China has withdrawn six UK diplomats, ahead of their likely expulsion following an attack on a pro-democracy protester in the grounds of the Chinese consulate in Manchester.
Ministers had asked Beijing to waive diplomatic immunity for its consular officials so police could question them about the October incident, in which Hong Kong demonstrator Bob Chan was injured.
Instead, China removed the group of diplomats from the UK on Wednesday, including consul-general Zheng Xiyuan.
The decision came 24 hours before Britain was expected to expel the group, according to UK government sources. “They knew exactly what we were going to do next,” said one.
Foreign secretary James Cleverly said he was “disappointed that these individuals will not be interviewed or face justice”, referring to the officials.
“Nonetheless, it is right that those responsible for the disgraceful scenes in Manchester are no longer — or will shortly cease to be — consular staff accredited to the UK,” he added in a written parliamentary statement.
Chan, a Hong Konger, had been among a crowd of around 40 pro-democracy protesters outside the Manchester consulate on October 16, when he was dragged into its grounds and attacked by a group of men.
The consul-general was pictured pulling Chan into the grounds by the hair in the incident. He later said the protesters were being violent and that it was his “duty” to take action as a result.
The Chinese embassy in London called the protest at its Manchester consulate “a violent disruptive provocation” and accused the British government of failing to protect “the safety and dignity” of its premises.
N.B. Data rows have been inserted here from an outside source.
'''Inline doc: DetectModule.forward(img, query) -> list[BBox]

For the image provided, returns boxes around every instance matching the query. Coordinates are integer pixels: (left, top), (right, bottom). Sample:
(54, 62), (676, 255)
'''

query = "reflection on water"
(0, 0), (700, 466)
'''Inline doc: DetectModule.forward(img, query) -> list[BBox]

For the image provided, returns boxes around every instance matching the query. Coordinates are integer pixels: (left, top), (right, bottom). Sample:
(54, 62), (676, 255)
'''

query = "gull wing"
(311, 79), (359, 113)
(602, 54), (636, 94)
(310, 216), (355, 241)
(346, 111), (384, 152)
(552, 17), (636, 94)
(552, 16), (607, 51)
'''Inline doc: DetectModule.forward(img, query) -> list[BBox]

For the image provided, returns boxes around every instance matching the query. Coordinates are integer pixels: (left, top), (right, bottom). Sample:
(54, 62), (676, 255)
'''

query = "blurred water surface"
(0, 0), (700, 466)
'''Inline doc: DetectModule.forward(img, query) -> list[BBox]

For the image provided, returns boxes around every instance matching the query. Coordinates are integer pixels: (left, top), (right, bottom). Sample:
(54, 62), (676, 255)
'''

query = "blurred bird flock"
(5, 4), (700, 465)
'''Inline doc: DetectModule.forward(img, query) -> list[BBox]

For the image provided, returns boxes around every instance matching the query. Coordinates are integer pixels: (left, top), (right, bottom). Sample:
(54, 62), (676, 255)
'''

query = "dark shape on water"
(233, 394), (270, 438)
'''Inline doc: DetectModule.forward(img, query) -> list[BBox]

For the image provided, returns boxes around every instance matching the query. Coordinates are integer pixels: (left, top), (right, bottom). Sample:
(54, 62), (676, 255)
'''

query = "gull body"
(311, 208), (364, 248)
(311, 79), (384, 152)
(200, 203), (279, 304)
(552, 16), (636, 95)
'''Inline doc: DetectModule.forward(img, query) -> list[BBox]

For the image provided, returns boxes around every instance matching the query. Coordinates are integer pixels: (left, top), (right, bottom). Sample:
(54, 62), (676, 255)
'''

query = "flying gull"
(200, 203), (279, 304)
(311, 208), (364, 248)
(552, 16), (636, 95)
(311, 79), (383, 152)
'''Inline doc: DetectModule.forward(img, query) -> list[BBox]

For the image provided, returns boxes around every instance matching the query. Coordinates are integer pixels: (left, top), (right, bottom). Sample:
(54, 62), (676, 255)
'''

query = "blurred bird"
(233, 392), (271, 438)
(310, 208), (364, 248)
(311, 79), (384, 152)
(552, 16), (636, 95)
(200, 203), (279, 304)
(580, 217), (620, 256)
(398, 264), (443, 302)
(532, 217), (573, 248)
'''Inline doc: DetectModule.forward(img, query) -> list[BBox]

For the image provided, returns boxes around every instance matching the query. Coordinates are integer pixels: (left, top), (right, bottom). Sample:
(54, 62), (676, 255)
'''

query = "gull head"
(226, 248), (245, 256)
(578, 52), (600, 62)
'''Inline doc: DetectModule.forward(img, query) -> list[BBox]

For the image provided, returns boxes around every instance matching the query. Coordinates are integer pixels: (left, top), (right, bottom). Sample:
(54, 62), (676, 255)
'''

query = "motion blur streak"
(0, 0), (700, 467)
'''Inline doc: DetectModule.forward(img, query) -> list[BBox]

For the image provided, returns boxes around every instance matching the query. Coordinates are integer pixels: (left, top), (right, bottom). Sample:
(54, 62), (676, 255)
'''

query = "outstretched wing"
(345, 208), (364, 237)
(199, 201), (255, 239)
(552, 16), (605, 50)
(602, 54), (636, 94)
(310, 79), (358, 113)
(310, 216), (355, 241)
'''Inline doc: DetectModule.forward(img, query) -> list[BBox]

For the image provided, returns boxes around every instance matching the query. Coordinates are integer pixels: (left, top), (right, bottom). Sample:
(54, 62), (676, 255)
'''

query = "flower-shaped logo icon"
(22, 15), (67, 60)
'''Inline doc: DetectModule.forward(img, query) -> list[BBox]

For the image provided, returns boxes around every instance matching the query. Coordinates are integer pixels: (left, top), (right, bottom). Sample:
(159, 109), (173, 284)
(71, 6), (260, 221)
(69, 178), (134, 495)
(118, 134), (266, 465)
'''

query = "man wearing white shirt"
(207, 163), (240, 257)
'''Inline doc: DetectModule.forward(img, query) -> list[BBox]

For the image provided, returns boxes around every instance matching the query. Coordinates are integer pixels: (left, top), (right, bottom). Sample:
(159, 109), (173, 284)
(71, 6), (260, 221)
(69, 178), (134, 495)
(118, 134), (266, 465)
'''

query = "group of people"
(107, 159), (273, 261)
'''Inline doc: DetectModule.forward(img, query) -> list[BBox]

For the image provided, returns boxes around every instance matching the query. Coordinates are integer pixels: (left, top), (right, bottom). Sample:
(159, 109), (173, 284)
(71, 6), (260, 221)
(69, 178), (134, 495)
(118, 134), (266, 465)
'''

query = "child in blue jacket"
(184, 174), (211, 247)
A spokesman said: “The Chinese consul general in Manchester has completed his term of office and has returned to China on instruction not long ago. This is a normal rotation of Chinese consular officials.”
Greater Manchester police launched an investigation following the incident. Earlier this month, the Foreign Office requested the Chinese government waive diplomatic immunity for Zheng and five other men so they could be interviewed by law enforcement authorities.
When that permission was not forthcoming, Cleverly is said by colleagues to have concluded that he had no choice but to expel the diplomats, an announcement had been planned for Thursday. Beijing had been forewarned of what was about to happen.
British sources said that China was embarrassed by the behaviour of its staff in Manchester and accepted that it was better to “take back some agency” by removing its officials before Cleverly declared them personae non gratae.
Chan welcomed the outcome. “While it may have taken two months for this to happen, I believe this is one way of solving this complicated diplomatic problem,” he said.
“I relocated to this country with my family to live freely. What happened on 16 October 2022 was unacceptable and illegal and the withdrawal of these Chinese diplomats gives me a sense of closure.”
The apparent diplomatic compromise will help to de-escalate the situation and avoid “tit-for-tat” expulsions of British diplomats from Beijing, while fitting into a more general attempt by London and China to reduce tensions in their relationship.
UK prime minister Rishi Sunak said in his first big foreign policy speech last month: “We cannot simply ignore China’s significance in world affairs — to global economic stability or issues like climate change.”
In words that concerned some China hawks in the Conservative party, Sunak told his audience in the City of London that the west would collectively “manage this sharpening competition, including with diplomacy and engagement”.
Greater Manchester police said it was continuing its investigation.